Nestle India, the manufacture of food and beverage products, has seen its market price soaring 38 per cent in the past four weeks after Prime Minister Narendra Modi, on March 24, declared a nationwide lockdown in the wake of the Covid-19 pandemic. In comparison, the S&P BSE Sensex was up 8 per cent, while the S&P BSE FMCG index has gained 25 per cent during the period.
Nestle India, a part of a bunch of manufacturers that are allowed to operate during the lockdown, will see limited impact due to a healthy demand for packaged foods, according to analysts. It has been the only company in the consumer staples' segment to report double-digit domestic sales growth in the recent quarters (9 consecutive quarters) despite demand slowdown.

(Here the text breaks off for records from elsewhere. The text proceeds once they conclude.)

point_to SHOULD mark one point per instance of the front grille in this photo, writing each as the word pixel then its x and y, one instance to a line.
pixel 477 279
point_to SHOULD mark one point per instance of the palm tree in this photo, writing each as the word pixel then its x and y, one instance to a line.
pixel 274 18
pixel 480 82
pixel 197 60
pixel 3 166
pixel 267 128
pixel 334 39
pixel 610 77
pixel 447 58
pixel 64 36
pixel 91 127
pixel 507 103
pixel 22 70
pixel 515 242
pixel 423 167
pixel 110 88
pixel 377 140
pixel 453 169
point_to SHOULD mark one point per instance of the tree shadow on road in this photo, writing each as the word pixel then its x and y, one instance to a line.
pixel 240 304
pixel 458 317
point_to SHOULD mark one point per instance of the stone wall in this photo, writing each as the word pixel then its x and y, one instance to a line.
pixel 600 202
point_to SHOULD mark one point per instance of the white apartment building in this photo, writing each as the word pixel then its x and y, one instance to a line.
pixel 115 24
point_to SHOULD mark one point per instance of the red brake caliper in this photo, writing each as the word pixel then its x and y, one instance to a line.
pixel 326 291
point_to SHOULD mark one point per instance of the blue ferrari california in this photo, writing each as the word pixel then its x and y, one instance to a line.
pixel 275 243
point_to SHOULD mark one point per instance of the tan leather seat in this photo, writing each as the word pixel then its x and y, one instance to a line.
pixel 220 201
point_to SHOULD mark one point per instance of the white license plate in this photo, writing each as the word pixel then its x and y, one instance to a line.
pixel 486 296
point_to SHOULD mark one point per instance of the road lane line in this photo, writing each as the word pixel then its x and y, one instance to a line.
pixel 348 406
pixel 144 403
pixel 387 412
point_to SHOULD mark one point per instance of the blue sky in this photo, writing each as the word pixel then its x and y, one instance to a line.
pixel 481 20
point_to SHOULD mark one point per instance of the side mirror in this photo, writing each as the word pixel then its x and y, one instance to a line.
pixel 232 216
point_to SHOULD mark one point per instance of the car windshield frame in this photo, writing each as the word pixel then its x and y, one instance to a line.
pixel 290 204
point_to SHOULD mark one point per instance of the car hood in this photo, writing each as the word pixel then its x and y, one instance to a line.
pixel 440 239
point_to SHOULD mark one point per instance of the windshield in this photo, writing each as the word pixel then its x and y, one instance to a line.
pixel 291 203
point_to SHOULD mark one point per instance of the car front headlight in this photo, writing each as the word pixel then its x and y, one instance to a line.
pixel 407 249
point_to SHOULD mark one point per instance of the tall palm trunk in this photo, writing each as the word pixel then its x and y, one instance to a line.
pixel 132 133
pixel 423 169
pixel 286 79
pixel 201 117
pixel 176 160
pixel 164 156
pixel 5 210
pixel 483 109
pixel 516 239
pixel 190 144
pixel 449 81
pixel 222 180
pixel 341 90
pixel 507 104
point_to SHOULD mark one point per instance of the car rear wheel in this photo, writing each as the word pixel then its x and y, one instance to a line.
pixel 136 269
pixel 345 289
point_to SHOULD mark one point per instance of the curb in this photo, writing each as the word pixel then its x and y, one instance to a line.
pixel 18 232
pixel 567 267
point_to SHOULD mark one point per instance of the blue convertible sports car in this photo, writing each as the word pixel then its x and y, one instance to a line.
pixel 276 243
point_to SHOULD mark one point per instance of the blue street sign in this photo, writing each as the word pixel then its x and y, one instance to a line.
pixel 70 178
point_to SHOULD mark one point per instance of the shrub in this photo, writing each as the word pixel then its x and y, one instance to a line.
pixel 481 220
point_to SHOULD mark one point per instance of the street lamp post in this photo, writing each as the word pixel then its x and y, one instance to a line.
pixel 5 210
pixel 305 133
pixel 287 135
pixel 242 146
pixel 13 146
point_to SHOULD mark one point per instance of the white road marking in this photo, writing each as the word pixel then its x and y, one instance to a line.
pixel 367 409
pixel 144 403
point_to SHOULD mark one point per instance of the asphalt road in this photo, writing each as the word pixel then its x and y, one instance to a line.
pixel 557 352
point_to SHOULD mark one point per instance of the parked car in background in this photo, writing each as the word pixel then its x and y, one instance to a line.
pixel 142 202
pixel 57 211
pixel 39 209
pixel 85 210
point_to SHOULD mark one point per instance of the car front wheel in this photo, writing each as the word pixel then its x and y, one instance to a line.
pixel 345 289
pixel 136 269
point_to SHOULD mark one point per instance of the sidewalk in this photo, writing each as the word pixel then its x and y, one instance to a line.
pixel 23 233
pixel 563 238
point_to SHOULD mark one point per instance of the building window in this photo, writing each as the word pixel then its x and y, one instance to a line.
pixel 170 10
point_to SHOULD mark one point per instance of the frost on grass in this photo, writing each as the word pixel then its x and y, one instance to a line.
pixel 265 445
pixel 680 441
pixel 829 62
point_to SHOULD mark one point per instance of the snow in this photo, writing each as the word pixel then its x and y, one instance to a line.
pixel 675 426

Analysts at Spark Capital expect Nestle India’s revenue to grow 5 per cent year-on-year (y-o-y) in the March quarter (Q1CY20) led by robust growth in Maggi portfolio and decent growth in nutrition segment.
“Despite a mid-single-digit volume growth, operating margins are expected to contract by more than 100bps due to price inflation of most agri commodities. Lower other income due to contraction of treasury book on account of capex and special dividend payment to result in 4 per cent decline in profit before tax (PBT),” the brokerage firm said in its March quarter results preview report.
At 01:28 pm, Nestle India was trading 3 per cent high at Rs 17,861 on the BSE. The market capitalisation on the company stood at Rs 1.72 trillion, exchange data shows. A combined around 150,000 shares have changed hands on the counter on the NSE and BSE till the time of writing of this report.